Terry wiped blood from his lip. “That sounds… insane.”

“Insanity,” Corvin said with a faint smirk, “is what makes legends.”

He tossed Terry a worn journal. “Study this. It’s the doctrine of the Obsidian Circle, my old guild. They believed in merging medicine and combat.”

Terry opened the book. The pages were filled with diagrams of human anatomy, each marked with strange sigils and black ink stains. “What happened to them?” he asked.

Corvin’s gaze darkened. “They got greedy. Tried to use life energy to control death itself. The Circle fell… but pieces remain.”

“Pieces?”

Corvin’s voice dropped. “Rumors say the remnants are kidnapping healers again. Testing them. They want what you have.”

Terry froze. “Me? Why?”

“Because your energy doesn’t just heal,” Corvin said quietly. “It remakes. You could be the key to their resurrection.”

The old man turned toward the flickering light at the far end of the chamber, where a faint whisper echoed, like someone chanting from the shadows. Terry frowned. “What was that?”

Corvin’s hand went to his sword. “Uninvited guests.”

The lights flickered out. A cold wind swept through the room, carrying the scent of blood and ozone.

“Stay behind me,” Corvin ordered.

Figures emerged from the dark, three of them, cloaked, their faces hidden.
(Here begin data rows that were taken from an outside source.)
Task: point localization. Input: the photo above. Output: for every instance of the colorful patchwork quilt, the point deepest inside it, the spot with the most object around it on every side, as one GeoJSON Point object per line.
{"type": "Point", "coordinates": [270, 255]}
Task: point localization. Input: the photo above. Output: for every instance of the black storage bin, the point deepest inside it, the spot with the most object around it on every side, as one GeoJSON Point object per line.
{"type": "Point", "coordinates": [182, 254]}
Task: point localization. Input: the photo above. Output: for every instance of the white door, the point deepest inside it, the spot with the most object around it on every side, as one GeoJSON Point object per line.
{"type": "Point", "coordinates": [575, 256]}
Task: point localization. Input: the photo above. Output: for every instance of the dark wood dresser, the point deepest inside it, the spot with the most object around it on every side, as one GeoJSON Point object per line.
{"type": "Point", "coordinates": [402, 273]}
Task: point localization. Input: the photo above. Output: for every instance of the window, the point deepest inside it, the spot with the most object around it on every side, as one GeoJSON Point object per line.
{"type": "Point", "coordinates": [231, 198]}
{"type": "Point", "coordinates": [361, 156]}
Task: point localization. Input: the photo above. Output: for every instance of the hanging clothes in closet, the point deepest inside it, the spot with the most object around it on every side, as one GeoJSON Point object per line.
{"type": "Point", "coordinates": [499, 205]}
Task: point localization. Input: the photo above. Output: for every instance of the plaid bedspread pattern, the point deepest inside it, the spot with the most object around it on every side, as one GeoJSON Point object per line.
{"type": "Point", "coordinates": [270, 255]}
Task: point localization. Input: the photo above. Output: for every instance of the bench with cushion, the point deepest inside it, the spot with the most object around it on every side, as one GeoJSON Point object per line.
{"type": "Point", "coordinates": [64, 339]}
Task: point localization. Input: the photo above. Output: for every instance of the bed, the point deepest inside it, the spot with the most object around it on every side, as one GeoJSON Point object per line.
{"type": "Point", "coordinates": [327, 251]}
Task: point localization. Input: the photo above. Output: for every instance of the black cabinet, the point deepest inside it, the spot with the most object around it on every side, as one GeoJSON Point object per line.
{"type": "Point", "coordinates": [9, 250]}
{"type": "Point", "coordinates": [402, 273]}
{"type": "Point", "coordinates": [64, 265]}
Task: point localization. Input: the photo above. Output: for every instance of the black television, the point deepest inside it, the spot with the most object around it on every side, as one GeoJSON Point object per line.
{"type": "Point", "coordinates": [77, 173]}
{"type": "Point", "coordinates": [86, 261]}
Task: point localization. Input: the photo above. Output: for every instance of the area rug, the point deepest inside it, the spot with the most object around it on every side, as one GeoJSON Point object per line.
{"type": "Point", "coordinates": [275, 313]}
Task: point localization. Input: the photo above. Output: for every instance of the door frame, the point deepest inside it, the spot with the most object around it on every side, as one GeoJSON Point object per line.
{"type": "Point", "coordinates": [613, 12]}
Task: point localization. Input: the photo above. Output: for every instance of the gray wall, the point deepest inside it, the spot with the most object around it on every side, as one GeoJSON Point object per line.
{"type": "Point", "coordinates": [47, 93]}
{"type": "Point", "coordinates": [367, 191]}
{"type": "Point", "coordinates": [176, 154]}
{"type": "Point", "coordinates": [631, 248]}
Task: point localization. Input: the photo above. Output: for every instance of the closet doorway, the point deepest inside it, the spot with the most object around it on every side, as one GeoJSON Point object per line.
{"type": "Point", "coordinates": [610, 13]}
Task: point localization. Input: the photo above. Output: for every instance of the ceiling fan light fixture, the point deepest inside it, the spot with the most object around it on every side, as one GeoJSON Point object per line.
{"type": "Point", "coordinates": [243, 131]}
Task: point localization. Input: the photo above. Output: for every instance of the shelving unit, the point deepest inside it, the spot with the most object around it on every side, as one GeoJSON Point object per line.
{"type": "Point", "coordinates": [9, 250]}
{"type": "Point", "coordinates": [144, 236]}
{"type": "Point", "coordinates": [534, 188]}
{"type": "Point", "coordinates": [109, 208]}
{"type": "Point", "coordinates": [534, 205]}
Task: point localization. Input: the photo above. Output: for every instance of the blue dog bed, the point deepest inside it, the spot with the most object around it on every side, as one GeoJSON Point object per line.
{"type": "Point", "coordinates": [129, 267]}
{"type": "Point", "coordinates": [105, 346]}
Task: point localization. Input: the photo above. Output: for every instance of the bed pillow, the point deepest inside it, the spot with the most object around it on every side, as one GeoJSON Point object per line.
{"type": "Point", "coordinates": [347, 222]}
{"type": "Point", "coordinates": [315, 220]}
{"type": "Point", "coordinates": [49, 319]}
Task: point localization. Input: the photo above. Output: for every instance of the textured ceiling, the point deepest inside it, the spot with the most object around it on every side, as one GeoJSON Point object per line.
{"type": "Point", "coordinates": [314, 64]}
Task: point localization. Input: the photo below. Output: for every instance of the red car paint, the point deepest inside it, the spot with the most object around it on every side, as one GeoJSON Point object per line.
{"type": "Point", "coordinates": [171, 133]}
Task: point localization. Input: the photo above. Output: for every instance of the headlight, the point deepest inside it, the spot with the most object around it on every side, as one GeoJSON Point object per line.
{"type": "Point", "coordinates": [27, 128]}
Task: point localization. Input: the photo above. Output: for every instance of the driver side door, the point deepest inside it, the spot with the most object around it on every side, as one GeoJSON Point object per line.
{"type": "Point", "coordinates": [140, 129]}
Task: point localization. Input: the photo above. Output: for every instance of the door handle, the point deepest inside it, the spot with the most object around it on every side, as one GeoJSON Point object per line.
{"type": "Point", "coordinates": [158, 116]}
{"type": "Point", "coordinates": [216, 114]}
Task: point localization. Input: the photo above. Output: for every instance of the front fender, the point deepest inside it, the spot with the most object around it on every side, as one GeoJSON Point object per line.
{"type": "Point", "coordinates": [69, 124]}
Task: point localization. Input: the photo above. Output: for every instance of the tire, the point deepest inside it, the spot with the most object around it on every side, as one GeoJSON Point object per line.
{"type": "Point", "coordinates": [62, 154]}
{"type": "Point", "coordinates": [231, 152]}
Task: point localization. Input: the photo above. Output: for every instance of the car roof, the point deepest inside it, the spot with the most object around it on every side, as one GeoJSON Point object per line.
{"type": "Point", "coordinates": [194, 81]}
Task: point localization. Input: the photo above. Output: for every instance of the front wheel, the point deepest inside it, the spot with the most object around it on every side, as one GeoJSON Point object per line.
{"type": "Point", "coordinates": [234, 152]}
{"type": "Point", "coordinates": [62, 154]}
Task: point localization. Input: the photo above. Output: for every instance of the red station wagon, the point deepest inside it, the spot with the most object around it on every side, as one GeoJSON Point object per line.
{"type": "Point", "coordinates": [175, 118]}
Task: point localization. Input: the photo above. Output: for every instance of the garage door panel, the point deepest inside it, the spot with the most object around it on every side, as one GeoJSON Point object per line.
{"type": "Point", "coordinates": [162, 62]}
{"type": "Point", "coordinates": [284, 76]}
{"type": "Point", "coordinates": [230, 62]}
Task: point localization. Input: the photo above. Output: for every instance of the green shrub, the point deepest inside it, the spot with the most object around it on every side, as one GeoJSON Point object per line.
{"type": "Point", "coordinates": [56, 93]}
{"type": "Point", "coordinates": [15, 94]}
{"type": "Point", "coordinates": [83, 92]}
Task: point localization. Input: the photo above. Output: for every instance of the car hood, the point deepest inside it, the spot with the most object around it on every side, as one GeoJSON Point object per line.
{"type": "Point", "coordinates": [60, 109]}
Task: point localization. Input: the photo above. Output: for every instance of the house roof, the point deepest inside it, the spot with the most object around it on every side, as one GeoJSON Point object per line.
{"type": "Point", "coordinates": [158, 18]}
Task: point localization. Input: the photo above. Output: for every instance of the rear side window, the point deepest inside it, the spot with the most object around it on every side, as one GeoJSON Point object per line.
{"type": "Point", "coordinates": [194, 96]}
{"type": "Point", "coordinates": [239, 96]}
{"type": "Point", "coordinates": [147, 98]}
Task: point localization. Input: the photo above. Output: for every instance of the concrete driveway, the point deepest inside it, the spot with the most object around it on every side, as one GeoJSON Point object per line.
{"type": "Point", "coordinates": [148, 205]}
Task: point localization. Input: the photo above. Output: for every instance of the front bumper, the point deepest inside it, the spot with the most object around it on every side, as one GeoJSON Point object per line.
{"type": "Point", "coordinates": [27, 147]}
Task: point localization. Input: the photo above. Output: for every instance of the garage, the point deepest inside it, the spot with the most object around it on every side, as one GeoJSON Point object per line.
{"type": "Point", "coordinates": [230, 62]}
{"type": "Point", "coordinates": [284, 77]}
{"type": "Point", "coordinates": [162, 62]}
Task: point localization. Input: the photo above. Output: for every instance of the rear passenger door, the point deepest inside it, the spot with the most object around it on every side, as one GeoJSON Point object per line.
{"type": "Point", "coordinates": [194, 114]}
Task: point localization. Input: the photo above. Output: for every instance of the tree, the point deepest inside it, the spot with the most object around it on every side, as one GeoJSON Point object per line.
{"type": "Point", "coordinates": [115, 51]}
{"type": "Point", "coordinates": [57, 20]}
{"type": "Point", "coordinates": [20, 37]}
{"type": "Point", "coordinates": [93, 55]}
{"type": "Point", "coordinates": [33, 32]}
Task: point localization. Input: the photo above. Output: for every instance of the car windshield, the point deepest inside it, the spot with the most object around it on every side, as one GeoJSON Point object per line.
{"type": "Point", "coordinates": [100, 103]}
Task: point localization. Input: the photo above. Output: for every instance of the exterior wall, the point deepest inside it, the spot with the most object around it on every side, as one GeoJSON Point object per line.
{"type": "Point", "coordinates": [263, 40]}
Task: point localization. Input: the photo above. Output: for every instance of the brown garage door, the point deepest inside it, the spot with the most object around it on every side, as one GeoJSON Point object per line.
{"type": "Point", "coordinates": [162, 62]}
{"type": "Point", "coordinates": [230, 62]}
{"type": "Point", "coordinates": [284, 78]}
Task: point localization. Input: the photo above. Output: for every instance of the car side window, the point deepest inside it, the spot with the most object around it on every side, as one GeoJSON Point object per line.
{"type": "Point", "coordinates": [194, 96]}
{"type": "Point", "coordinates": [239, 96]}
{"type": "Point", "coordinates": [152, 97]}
The air around them rippled with corrupted mana. “Terry Williams,” one hissed. “The Obsidian Circle greets you.”

Corvin’s expression turned to stone. “You’re not Circle. You’re carrion scavengers wearing its name.”

The leader laughed softly. “And you’re still protecting the boy, old man? You can’t hide him forever.”

Terry’s pulse quickened. “Corvin, who are they?”

“Collectors,” Corvin growled. “Run.”

“But”

“Now!”

Terry sprinted toward the exit as the first bolt of dark energy tore through the air. Behind him, Corvin met the attack head-on, blade flashing. Sparks and screams filled the chamber.

Terry reached the door but stopped, glancing back. For a moment, he saw Corvin wreathed in blue flame, holding back the intruders with impossible strength.

Then a shadowy hand grabbed him from behind. A hooded figure whispered in his ear, voice cold and sweet: “He can’t protect you forever, Healer.”

Before Terry could react, the figure vanished, leaving behind only the faint echo of laughter and a symbol burned into the steel door: A serpent devouring its tail.